New review today for The Fuzzy Princess: Girl’s Night Out #1 by Charles Brubaker. Hey, anybody out there who gave me copies of their comics to sell back in the day? I’m shutting down the shop, so I’ll be reaching out to you to get your books back to you (and to pay you the few dollars I owe you, although don’t be alarmed if I didn’t sell any of your books. I’m terrible at the online selling stuff thing!). So contact me at email@example.com if you want to get a jump on things, otherwise expect an email soonish, timeframe based on the first letter of your last name. Jeff Zwirek, you have some time to think about things!

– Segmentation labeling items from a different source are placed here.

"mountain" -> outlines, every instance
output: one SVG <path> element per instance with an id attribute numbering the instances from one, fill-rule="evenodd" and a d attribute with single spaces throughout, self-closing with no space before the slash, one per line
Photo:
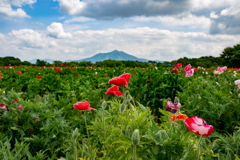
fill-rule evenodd
<path id="1" fill-rule="evenodd" d="M 130 54 L 127 54 L 123 51 L 118 51 L 114 50 L 109 53 L 98 53 L 90 58 L 85 58 L 81 60 L 76 60 L 77 62 L 82 62 L 82 61 L 91 61 L 92 63 L 96 63 L 99 61 L 105 61 L 105 60 L 116 60 L 116 61 L 138 61 L 138 62 L 148 62 L 149 60 L 144 59 L 144 58 L 137 58 L 135 56 L 132 56 Z M 157 61 L 161 62 L 161 61 Z"/>
<path id="2" fill-rule="evenodd" d="M 36 64 L 38 59 L 32 59 L 32 60 L 29 60 L 28 62 L 32 63 L 32 64 Z M 53 59 L 40 59 L 41 61 L 46 61 L 47 63 L 50 63 L 50 64 L 53 64 L 53 61 L 56 61 L 56 60 L 53 60 Z"/>
<path id="3" fill-rule="evenodd" d="M 67 60 L 65 62 L 71 62 L 71 61 L 75 61 L 75 62 L 86 61 L 86 62 L 88 62 L 88 61 L 91 61 L 92 63 L 96 63 L 96 62 L 105 61 L 108 59 L 115 60 L 115 61 L 138 61 L 138 62 L 150 61 L 150 60 L 144 59 L 144 58 L 137 58 L 137 57 L 127 54 L 123 51 L 114 50 L 109 53 L 98 53 L 92 57 L 81 59 L 81 60 Z M 40 60 L 44 60 L 50 64 L 53 64 L 53 61 L 55 61 L 53 59 L 40 59 Z M 163 61 L 158 61 L 158 60 L 151 60 L 151 61 L 161 62 L 161 63 L 163 62 Z M 29 60 L 29 62 L 32 64 L 35 64 L 37 62 L 37 59 Z"/>

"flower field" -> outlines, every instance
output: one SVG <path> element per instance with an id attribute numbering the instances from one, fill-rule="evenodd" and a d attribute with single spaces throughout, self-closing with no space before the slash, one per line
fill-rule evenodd
<path id="1" fill-rule="evenodd" d="M 240 69 L 0 67 L 4 160 L 238 160 Z"/>

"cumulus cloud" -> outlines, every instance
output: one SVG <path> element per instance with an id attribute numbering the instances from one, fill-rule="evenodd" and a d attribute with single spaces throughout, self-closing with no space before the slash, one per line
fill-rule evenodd
<path id="1" fill-rule="evenodd" d="M 12 6 L 22 7 L 23 5 L 32 5 L 37 0 L 1 0 L 0 1 L 0 14 L 7 17 L 19 17 L 19 18 L 30 18 L 29 15 L 22 9 L 17 8 L 14 10 Z"/>
<path id="2" fill-rule="evenodd" d="M 146 16 L 137 16 L 132 17 L 131 19 L 135 21 L 155 21 L 161 22 L 167 26 L 188 26 L 192 28 L 201 27 L 209 28 L 211 25 L 211 20 L 204 16 L 195 16 L 193 14 L 188 15 L 176 15 L 176 16 L 156 16 L 156 17 L 146 17 Z"/>
<path id="3" fill-rule="evenodd" d="M 188 10 L 189 0 L 56 0 L 60 11 L 95 19 L 114 19 L 131 16 L 173 15 Z"/>
<path id="4" fill-rule="evenodd" d="M 94 21 L 95 19 L 93 18 L 87 18 L 87 17 L 74 17 L 72 19 L 68 19 L 64 21 L 64 23 L 69 24 L 69 23 L 78 23 L 78 22 L 87 22 L 87 21 Z"/>
<path id="5" fill-rule="evenodd" d="M 48 34 L 55 38 L 72 38 L 71 33 L 64 32 L 63 25 L 61 23 L 53 22 L 47 27 Z"/>
<path id="6" fill-rule="evenodd" d="M 12 43 L 17 46 L 27 48 L 47 48 L 57 46 L 57 43 L 54 41 L 46 41 L 43 33 L 39 33 L 32 29 L 12 30 L 9 35 L 13 37 Z"/>
<path id="7" fill-rule="evenodd" d="M 37 0 L 10 0 L 9 1 L 13 6 L 22 7 L 23 5 L 32 5 L 37 2 Z"/>
<path id="8" fill-rule="evenodd" d="M 240 36 L 149 27 L 75 31 L 71 32 L 70 39 L 45 35 L 30 29 L 13 30 L 0 39 L 1 54 L 22 60 L 50 58 L 64 61 L 120 50 L 139 58 L 171 61 L 181 57 L 220 56 L 225 47 L 239 43 L 240 39 Z"/>

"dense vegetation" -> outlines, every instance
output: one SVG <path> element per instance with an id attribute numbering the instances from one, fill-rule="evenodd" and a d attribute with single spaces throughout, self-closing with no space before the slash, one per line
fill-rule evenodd
<path id="1" fill-rule="evenodd" d="M 238 159 L 239 69 L 195 68 L 186 77 L 184 67 L 0 67 L 0 157 Z M 126 73 L 123 96 L 106 94 L 109 80 Z M 96 110 L 74 107 L 85 101 Z M 181 103 L 175 114 L 167 101 Z M 180 111 L 213 133 L 201 138 L 181 118 L 173 122 Z"/>

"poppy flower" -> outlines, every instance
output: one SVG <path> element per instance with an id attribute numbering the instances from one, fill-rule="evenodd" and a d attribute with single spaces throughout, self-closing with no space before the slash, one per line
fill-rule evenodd
<path id="1" fill-rule="evenodd" d="M 22 106 L 18 106 L 17 109 L 22 112 Z"/>
<path id="2" fill-rule="evenodd" d="M 210 136 L 214 130 L 213 126 L 197 116 L 187 118 L 184 123 L 191 132 L 202 135 L 202 137 Z"/>
<path id="3" fill-rule="evenodd" d="M 240 79 L 235 81 L 235 84 L 238 85 L 238 88 L 240 89 Z"/>
<path id="4" fill-rule="evenodd" d="M 0 104 L 0 107 L 1 107 L 2 109 L 5 109 L 6 111 L 9 111 L 9 109 L 7 108 L 7 106 L 6 106 L 5 104 Z"/>
<path id="5" fill-rule="evenodd" d="M 42 76 L 37 76 L 36 78 L 37 78 L 37 79 L 41 79 L 41 78 L 42 78 Z"/>
<path id="6" fill-rule="evenodd" d="M 87 111 L 96 110 L 95 108 L 90 107 L 90 103 L 88 101 L 77 102 L 73 105 L 73 107 L 78 110 L 87 110 Z"/>
<path id="7" fill-rule="evenodd" d="M 174 72 L 177 72 L 178 71 L 178 69 L 177 69 L 177 67 L 175 67 L 172 71 L 171 71 L 171 73 L 174 73 Z"/>
<path id="8" fill-rule="evenodd" d="M 182 67 L 182 63 L 178 63 L 177 65 L 176 65 L 176 67 L 178 68 L 178 67 Z"/>
<path id="9" fill-rule="evenodd" d="M 192 68 L 191 64 L 188 64 L 185 69 L 183 70 L 183 72 L 187 72 L 190 71 L 190 69 Z"/>
<path id="10" fill-rule="evenodd" d="M 181 104 L 180 103 L 173 104 L 173 102 L 167 101 L 166 105 L 167 105 L 166 111 L 176 113 Z"/>
<path id="11" fill-rule="evenodd" d="M 119 77 L 114 77 L 114 78 L 110 79 L 108 81 L 108 83 L 112 83 L 117 86 L 125 85 L 126 88 L 128 88 L 128 81 L 129 81 L 130 76 L 131 76 L 130 73 L 122 74 Z"/>
<path id="12" fill-rule="evenodd" d="M 123 95 L 122 92 L 119 91 L 118 86 L 113 86 L 113 87 L 108 88 L 106 94 L 108 94 L 108 95 L 115 94 L 116 96 L 119 96 L 119 97 L 121 97 Z"/>
<path id="13" fill-rule="evenodd" d="M 186 120 L 188 117 L 184 114 L 179 113 L 179 115 L 171 115 L 171 121 L 174 122 L 175 120 Z"/>
<path id="14" fill-rule="evenodd" d="M 194 73 L 194 69 L 191 69 L 191 70 L 186 72 L 185 77 L 191 77 L 191 76 L 193 76 L 193 73 Z"/>

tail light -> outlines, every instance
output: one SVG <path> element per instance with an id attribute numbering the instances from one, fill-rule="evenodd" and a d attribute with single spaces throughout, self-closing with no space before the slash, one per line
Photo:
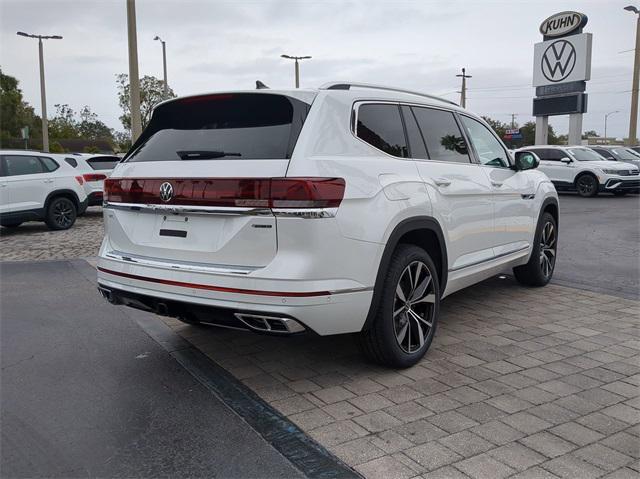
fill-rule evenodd
<path id="1" fill-rule="evenodd" d="M 171 184 L 173 195 L 160 198 L 160 186 Z M 105 200 L 185 206 L 250 208 L 336 208 L 345 190 L 342 178 L 108 178 Z"/>
<path id="2" fill-rule="evenodd" d="M 107 175 L 102 175 L 100 173 L 87 173 L 86 175 L 82 175 L 84 181 L 102 181 L 107 179 Z"/>

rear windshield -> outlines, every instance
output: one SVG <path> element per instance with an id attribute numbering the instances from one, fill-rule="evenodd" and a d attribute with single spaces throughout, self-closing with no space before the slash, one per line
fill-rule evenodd
<path id="1" fill-rule="evenodd" d="M 113 170 L 120 163 L 120 158 L 117 156 L 96 156 L 89 158 L 87 163 L 94 170 Z"/>
<path id="2" fill-rule="evenodd" d="M 310 105 L 264 93 L 189 97 L 159 106 L 125 161 L 286 159 Z"/>

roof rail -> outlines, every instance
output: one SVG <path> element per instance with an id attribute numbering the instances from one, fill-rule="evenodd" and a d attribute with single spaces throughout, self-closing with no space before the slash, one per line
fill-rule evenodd
<path id="1" fill-rule="evenodd" d="M 370 83 L 356 83 L 356 82 L 329 82 L 325 83 L 320 87 L 320 90 L 349 90 L 351 87 L 357 88 L 370 88 L 372 90 L 385 90 L 385 91 L 395 91 L 398 93 L 408 93 L 410 95 L 422 96 L 425 98 L 430 98 L 432 100 L 443 101 L 445 103 L 450 103 L 451 105 L 459 106 L 456 102 L 447 100 L 446 98 L 441 98 L 436 95 L 429 95 L 428 93 L 421 93 L 419 91 L 413 90 L 404 90 L 402 88 L 393 88 L 389 86 L 383 85 L 372 85 Z"/>

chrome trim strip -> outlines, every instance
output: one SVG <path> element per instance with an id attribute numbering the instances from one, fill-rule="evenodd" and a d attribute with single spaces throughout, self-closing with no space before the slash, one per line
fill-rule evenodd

The Fuzzy Princess: Girl’s Night Out #1
So I did my usual “putting the review together” thing where I go to the website for the artist, hoping to put the necessary links on the post (yep, peeling back the curtain here for no apparent reason). It turns out that Charles is so prolific that this issue isn’t even listed, despite the fact that it was put out this year! Is that going to stop me from reviewing it? Nah, especially since I’m pretty sure you could just email Charles and ask for a copy. This is the first part of a longer story, most likely to be collected in a complete volume later. Maybe that’s why the single issues aren’t listed, he might have already wrapped up the story and is putting the book together. Anyway, as the title makes clear, this is a night out for the ladies. I’ve completely lost track of who’s who in these comics; I’d suggest a character gallery on the inside front cover, but this is a man who uses every square inch of issue for comics, so maybe that’s not as practical as it usually is. So our heroes are stuck inside for a night and decide to all go out. They discuss it, and a large pile of clothes is dumped on the floor for them to go through and use. They’ll have to live with their choices throughout the evening, and one of those choices has already had consequences. As for their night out, it doesn’t exactly involve boozy debauchery (are all of these characters adults?), but instead they get some dinner, then head out to an arcade before a movie. That’s where the mayhem happens, but I’ll leave the surprises to you. And it’s left on a cliffhanger, so it sure looks like more antics are on the way. If you’ve read Charles’s comics you know the deal by now: an all-ages read with some jokes and nothing too heavy to deal with, put out at a pace where you could be reading an issue every couple of weeks or so with no problem. There are worse things in the world!
New review today for The Fifty Flip Experiment #25, which is what I hope aliens will eventually use to judge our entire race. Happy weekend everybody!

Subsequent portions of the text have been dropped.